Tatsächlich dürften die Neonazis das Schicksal ihrer Ikone insgeheim eher begrüßen. An der Spitze ihrer Europawahlliste stünden „zahlreiche bekannte Aktivisten des Nationalen Widerstands“, wie Die Rechte auf ihrer Website schreibt – Kandidaten, die im Laufe ihres Lebens „aus politischen Gründen inhaftiert“ worden und somit „ein Beispiel für die politische Verfolgung“ in Deutschland seien.

Tabubruch als Strategie

Der Dortmunder Neonazi Siegfried Borchardt © Jennifer Marken

Die Strategie politischer Tabubrüche scheint dennoch nicht aufzugehen, selbst in Wuppertal, das seit Jahren als eine rechtsradikale Hochburg gilt. Im September 2011 hatte hier ein Dutzend Neonazis mehrere Flohmarktbesucher mit Knüppeln und anderen Waffen angegriffen. Drei Menschen wurden schwer verletzt. Zwei Jahre später wurden vier Neonazis deshalb zu Haftstrafen verurteilt. Einer davon war Matthias Drewer, der die Lobrede auf Ursula Haverbeck hielt.
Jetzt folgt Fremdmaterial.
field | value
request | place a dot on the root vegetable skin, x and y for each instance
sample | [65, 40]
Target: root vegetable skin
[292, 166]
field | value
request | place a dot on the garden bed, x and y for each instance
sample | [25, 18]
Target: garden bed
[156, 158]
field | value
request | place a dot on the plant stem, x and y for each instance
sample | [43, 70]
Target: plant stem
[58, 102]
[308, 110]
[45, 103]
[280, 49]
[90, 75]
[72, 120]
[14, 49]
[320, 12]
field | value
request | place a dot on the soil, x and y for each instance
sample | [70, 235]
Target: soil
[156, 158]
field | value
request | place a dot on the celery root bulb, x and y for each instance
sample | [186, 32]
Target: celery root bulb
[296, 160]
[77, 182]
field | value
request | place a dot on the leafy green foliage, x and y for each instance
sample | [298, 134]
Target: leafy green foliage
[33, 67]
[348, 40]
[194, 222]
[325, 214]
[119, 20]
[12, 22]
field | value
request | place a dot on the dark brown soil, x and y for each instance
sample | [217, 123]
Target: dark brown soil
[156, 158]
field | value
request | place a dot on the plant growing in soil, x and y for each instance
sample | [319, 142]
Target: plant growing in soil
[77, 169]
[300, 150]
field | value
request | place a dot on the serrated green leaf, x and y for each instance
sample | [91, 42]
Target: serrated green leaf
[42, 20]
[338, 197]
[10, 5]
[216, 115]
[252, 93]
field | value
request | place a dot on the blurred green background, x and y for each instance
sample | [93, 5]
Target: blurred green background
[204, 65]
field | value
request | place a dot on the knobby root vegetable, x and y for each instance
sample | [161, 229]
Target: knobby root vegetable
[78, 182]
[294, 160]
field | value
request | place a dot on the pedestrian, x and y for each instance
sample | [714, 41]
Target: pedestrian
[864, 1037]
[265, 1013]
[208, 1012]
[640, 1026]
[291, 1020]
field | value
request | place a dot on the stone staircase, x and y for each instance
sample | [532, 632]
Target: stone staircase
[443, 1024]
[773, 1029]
Wahlplakate der Rechten zeigen neben Haverbeck auch die „Israel ist unser Unglück“-Parole. Für Lenard Suermann von der Mobilen Beratung gegen Rechtsextremismus im Regierungsbezirk Düsseldorf ist das der Ausweis einer klaren Strategie: Die Rechte trete vor den Europawahlen „wieder bewusst provokativ mit antisemitischer Hetze in Erscheinung“, wie die Plakate zeigten, die gezielt vor jüdischen Einrichtungen hingen. Die Mobile Beratung beobachte „die Zunahme dieses unverhohlen geäußerten Antisemitismus mit großer Sorge“. Wegen des Israel-Plakats gingen mehrere Strafanzeigen bei der Staatsanwaltschaft ein.
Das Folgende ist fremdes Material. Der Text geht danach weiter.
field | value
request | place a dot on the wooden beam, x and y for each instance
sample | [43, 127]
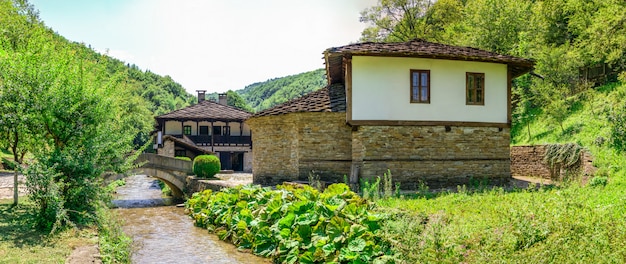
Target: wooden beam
[348, 87]
[425, 123]
[509, 80]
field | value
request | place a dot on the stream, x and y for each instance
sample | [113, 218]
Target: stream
[162, 233]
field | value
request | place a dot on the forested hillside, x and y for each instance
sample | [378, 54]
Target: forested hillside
[77, 112]
[150, 93]
[263, 95]
[577, 44]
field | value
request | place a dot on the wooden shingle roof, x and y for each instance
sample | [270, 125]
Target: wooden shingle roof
[332, 98]
[207, 111]
[418, 49]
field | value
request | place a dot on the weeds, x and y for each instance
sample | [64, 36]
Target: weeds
[372, 190]
[115, 246]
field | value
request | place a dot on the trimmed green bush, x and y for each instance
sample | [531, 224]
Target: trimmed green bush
[206, 166]
[8, 164]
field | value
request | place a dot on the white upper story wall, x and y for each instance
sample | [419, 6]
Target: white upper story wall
[381, 90]
[175, 127]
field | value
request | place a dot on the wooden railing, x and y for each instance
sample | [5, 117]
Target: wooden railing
[236, 140]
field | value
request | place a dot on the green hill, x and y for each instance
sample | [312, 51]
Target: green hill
[594, 118]
[263, 95]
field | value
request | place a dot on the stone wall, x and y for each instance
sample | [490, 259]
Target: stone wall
[324, 146]
[527, 161]
[289, 147]
[274, 149]
[440, 156]
[167, 149]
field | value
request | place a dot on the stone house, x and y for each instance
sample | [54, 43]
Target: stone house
[206, 128]
[428, 112]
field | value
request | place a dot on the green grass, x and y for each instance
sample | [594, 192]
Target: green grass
[565, 224]
[20, 242]
[558, 225]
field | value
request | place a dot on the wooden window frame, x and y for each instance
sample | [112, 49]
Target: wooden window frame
[419, 87]
[216, 131]
[200, 132]
[187, 130]
[474, 88]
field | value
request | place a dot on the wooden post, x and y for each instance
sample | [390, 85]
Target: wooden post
[212, 136]
[354, 177]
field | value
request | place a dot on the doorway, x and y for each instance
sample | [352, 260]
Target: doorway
[232, 161]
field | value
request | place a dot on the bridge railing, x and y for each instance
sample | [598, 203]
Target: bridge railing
[163, 162]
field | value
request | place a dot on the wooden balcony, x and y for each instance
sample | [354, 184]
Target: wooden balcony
[205, 140]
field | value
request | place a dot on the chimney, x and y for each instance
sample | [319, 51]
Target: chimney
[201, 95]
[223, 98]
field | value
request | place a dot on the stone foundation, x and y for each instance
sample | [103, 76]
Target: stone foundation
[289, 147]
[527, 161]
[439, 156]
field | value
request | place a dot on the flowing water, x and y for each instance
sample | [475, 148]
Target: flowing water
[164, 234]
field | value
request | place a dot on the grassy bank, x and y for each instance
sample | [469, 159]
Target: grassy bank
[564, 224]
[21, 242]
[550, 225]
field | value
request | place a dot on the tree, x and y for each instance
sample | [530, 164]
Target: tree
[19, 78]
[235, 100]
[395, 20]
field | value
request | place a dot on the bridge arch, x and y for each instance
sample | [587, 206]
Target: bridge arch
[176, 184]
[173, 172]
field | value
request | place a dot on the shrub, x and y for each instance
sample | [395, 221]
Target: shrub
[8, 164]
[206, 166]
[598, 181]
[295, 224]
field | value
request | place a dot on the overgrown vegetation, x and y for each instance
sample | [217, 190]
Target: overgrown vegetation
[22, 242]
[206, 166]
[563, 157]
[294, 224]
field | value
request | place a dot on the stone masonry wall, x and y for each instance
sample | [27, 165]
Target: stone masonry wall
[324, 145]
[288, 147]
[167, 149]
[274, 149]
[440, 156]
[527, 161]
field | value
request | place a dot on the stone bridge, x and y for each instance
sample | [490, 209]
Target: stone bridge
[173, 172]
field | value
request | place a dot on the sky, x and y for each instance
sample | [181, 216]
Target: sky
[213, 45]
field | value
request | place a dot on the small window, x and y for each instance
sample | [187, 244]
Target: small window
[420, 86]
[180, 153]
[217, 130]
[475, 88]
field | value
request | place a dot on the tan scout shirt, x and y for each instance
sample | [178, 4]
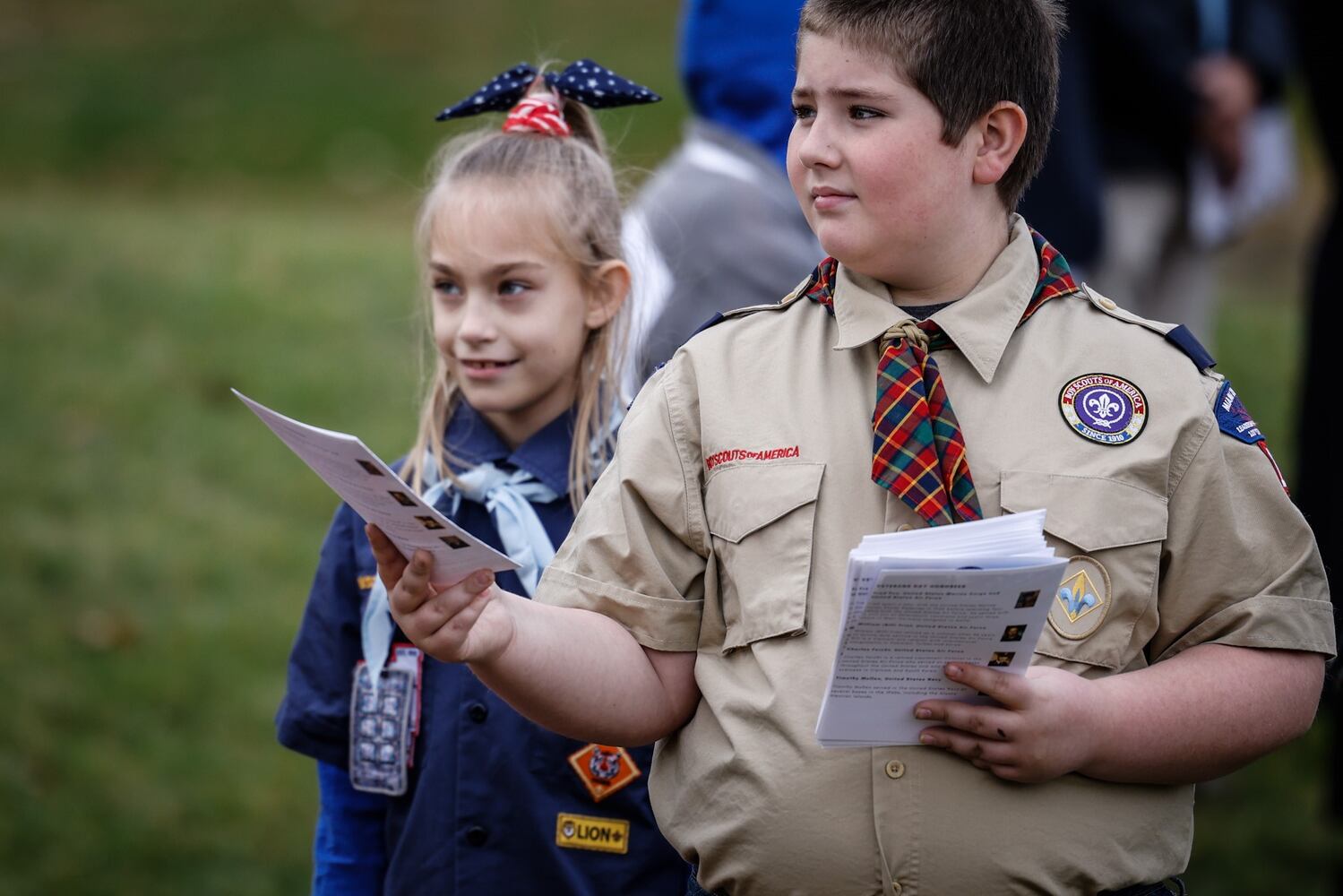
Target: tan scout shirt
[742, 482]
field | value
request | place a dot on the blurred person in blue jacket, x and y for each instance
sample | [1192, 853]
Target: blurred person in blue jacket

Stärker als die Rechtsextremen war der Gegenprotest am Samstag: 400 Menschen demonstrierten im Rahmen eines Ostermarsches. Bei der Abschlusskundgebung der Rechten versagte der Lautsprecher. Die letzte Rede, gehalten von dem wegen Volksverhetzung verurteilten Neonazi Sascha Krolzig, war aus wenigen Metern Abstand schon nicht mehr zu verstehen.

45 Kommentare

  1.   AWKBL

    Wann fangen die Medien endlich an, solche völlig unerheblichen Randerscheinungen auf den winzigen Platz zu schieben, der ihnen vielleicht zustehen könnte, statt sie völlig überproportional aufzumachen, als seien sie der Nabel der Welt?
    Je nach Land sind etwa 65 bis 80 % aller Bürger FÜR die EU, und gerade in so zwielichtigen Ländern wie Polen, Ungarn, Rumänien, Österreich oder Italien – und sogar in UK – gibt es jede Menge von Initiativen für die EU und die Alternative, die sie gegenüber den einheimischen Potentaten und Rechtsverdrehern bietet. DAS wären Themen, die zu bearbeiten sich lohnen würde; nicht die dümmlichen Scheinwerfer auf ewiggestrige Verlierer.

  2.   Timmmm

    Noch eine Partei mehr, warum nicht.

  3.   coco b.

    Ich habe heute die Plakate zum ersten Mal gesehen ( in Bergheim, einer Kleinstadt in der Nähe von Köln) und habe sehr gestaunt, Neben den schon im Artikel erwähnten gab es noch eins, dessen Slogan war: „Wir hängen nicht nur Plakate“. Das Kleingedruckte dazu konnte ich aus der Entfernung nicht lesen. Sowas kann nicht legal sein.
    Woher haben die das Geld für diese Aktion?

  4.   Hibiskusblüte

    So kann man sich irren. Selbstverständlich ist rechts neben Herrn Höcke noch sehr viel Platz. Wer die AFD als rechten faschistischen Rand definiert, hat für solche … mir fehlen die schreibbaren Worte … keine Begriffe mehr.
    Und: Nur weil die Zeit über diese Kleinstpartei schreibt, habe ich sie wahrgenommen. Wäre es nicht besser gewesen, sie einfach in der lokalen Versenkung zu belassen?

  5.   crassus caprea

    Paradebeispiel von white privilige. Als Weißer ist man nur ein politisch Gefangener. Unbegründet inhaftiert, das Opfer einer Staatsgewalt.

    Dass ich nicht lache. Das sind alles Verbrecher und dementsprechend sollten diese behandelt werden.